Please read the README for more information
README.txt:

Code: [Select]

-+-+README for Poison IDS+-+-
Version 1.0
Poison IDS is a simple Intrusion Detection System written in Python by Chroniccommand.

I stress the word basic. Right now all it does is loop a thread that checks the MD5 checksums of a certain files. If the system senses a change, it alerts the user and writes the Hashes to a log.

The user may set the check interval whenever they want. Default is 15 seconds.

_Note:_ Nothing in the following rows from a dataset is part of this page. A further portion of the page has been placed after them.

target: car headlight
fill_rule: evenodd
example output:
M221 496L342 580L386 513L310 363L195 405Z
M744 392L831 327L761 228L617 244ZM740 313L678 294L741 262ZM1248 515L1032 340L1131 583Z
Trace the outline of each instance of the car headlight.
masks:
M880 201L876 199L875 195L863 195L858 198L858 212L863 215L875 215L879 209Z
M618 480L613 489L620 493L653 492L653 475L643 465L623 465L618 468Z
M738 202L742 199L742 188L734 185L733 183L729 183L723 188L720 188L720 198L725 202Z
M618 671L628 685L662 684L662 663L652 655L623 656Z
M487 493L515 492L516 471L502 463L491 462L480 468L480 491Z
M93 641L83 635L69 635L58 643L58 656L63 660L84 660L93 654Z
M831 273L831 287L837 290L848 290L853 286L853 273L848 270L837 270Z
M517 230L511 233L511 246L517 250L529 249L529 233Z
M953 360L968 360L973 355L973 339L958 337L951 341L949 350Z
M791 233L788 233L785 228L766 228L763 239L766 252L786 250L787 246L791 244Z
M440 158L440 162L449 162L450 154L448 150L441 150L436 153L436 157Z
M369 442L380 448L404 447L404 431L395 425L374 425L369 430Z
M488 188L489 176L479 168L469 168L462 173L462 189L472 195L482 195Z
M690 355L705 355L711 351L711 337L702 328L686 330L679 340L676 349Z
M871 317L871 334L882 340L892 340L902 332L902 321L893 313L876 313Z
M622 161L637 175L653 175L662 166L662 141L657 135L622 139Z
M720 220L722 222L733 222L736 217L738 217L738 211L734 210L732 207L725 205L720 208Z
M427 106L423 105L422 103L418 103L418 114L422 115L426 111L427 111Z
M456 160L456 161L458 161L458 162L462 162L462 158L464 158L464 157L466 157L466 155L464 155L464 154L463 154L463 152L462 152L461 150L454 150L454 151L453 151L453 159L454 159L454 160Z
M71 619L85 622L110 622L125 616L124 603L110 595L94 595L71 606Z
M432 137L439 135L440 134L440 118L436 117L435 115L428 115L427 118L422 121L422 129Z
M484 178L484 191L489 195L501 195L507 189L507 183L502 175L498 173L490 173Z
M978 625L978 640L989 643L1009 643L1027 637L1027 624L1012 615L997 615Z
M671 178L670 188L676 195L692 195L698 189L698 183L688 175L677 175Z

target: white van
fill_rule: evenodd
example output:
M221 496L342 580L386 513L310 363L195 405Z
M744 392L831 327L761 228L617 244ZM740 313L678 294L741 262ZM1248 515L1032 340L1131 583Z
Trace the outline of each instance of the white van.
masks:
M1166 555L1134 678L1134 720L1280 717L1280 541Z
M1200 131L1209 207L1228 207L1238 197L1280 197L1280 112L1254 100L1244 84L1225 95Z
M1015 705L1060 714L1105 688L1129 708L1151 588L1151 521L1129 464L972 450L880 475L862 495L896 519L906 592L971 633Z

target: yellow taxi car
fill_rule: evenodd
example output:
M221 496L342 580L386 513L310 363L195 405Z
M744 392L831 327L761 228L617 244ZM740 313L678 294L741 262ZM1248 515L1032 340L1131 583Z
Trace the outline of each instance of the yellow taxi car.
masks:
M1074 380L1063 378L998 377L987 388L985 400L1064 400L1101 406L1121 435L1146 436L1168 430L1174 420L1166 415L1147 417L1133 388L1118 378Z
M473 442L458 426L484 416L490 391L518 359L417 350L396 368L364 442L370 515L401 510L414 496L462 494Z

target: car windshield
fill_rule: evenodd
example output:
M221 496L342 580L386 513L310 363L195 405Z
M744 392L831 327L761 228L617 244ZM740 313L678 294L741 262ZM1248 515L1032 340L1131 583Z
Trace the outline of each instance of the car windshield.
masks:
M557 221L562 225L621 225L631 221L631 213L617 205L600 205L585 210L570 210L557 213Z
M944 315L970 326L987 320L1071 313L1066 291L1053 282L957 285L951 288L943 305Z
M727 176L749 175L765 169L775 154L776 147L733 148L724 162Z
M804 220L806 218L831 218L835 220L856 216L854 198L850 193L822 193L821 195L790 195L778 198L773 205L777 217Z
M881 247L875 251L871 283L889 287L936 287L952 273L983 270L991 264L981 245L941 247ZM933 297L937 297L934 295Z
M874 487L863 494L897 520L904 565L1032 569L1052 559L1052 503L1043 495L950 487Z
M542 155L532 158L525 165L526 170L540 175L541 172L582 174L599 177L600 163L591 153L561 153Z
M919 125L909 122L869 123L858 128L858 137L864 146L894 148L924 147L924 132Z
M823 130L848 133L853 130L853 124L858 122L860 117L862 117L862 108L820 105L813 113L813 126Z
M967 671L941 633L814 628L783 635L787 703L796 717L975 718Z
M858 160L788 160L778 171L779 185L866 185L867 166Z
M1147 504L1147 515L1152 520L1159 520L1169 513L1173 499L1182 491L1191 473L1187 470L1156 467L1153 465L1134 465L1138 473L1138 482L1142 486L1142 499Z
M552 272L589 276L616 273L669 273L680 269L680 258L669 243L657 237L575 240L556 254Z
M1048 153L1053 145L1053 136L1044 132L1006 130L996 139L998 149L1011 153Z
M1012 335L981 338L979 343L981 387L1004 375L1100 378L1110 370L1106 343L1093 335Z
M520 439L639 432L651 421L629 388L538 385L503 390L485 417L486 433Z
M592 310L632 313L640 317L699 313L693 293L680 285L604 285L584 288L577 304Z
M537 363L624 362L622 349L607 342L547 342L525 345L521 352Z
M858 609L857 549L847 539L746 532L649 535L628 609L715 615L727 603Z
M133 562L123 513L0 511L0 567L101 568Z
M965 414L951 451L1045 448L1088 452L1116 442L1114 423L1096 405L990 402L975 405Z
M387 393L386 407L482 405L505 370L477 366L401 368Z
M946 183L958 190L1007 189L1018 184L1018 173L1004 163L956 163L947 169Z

The user may also add a file to the checklist. The checklist is a list of files the get the MD5sum for.
NOTE:
If you add a file to the checklist the system will alert you. Please note this is a false positive.

Right now it's pretty decent, but not the best. This is the first release(Version 1.0) of the script, so expect some bugs. Please report bugs to Chroniccommand.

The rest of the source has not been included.